I spent my 18th birthday surrounded by friends.
One of them was dead.
It was his funeral.
I made my first “guy friends” Sophomore year of high school. We ate lunch together most days. They were friendly and snarky, and our friendship was different from every other experience I’d had with guys, which generally consisted of:
A) unrequited, unilateral crushes (by me on them),
B) merciless teasing (by them on me), or
C) a combination of A and B.
Now, four days before my 18th birthday, one of these boys–the one who always told me to “smile” when he passed me in the hall, sometimes passed me notes, and usually tried to tickle me–was dead. He had shot himself in the head.
They had called our class to the gym for a special assembly. They made the announcement to a collective gasp. His girlfriend cried out and ran out of the gym. I started shaking. It was a couple of days before the shaking stopped and the tears began.
Twenty-one years later, I still get the birthday blues. I don’t really think about his death, so much as feel it. It’s a grief that percolates up through my consciousness, some years never making it into the form of a thought. But it’s always there. Every year.
Along with the drizzly, gray weather of late November in the Northwest, it casts a darkness over my birthday, and clouds my thoughts.
It has helped turn my birthday into a day to just get through, instead of a celebration.
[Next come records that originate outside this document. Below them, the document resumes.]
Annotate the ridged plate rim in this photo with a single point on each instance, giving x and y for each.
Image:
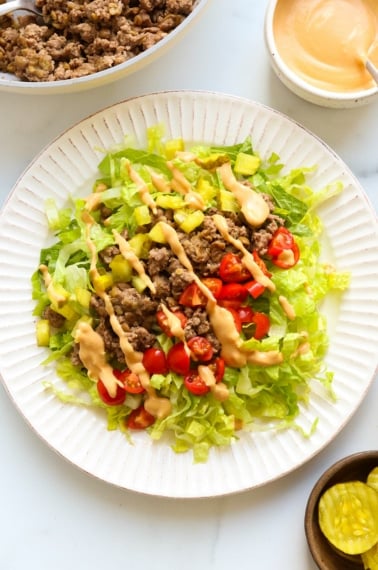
(351, 241)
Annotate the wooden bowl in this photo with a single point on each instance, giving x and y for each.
(351, 468)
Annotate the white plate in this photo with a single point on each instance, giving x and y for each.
(80, 435)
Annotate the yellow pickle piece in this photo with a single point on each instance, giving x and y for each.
(372, 479)
(348, 516)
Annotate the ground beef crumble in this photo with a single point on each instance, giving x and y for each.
(78, 37)
(137, 311)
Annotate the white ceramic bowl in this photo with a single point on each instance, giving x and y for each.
(303, 89)
(10, 83)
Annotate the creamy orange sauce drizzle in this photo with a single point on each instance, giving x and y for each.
(142, 188)
(181, 185)
(326, 42)
(173, 323)
(287, 307)
(90, 345)
(247, 259)
(159, 182)
(251, 203)
(129, 254)
(219, 390)
(220, 318)
(92, 355)
(55, 297)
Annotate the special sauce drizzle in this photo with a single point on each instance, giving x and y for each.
(92, 351)
(327, 42)
(90, 346)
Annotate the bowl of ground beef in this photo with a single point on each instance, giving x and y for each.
(82, 44)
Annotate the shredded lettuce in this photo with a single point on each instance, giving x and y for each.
(260, 397)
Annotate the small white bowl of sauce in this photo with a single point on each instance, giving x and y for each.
(318, 49)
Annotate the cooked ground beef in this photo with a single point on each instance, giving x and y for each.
(82, 37)
(137, 311)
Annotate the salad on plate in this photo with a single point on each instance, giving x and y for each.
(182, 294)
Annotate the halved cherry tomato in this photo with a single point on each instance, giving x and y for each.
(254, 288)
(246, 314)
(155, 361)
(201, 348)
(282, 249)
(281, 239)
(130, 381)
(217, 367)
(116, 400)
(195, 384)
(262, 322)
(178, 359)
(232, 269)
(214, 284)
(140, 419)
(287, 258)
(233, 292)
(163, 321)
(192, 296)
I’d already had mixed feelings about my birthday. It’s near Thanksgiving, so people are usually busy traveling and spending time with their families, and it’s easily forgotten. Plus, as a child, I had to share birthday parties (and guests and cakes and presents) with a brother who was born two years and two days after me. It sounds like a “first world problem” to complain about this, and I know my mother tried her best, but I just never had the sense of having a special day just for me. It’s not that I wanted presents and fancy events, I just wanted to be surrounded by friends. It all comes down to wanting to feel loved, right?
I don’t know why my friend killed himself. It probably came down to wanting to feel loved, too. We all want that.
This holiday season, tell the people you care about, “I love you.” Spend time together. Talk about something real. Hug them. Hold them. Those are the best presents.
Show the people you care about that you love them every day. Don’t wait for a birthday or holiday. Make every day matter.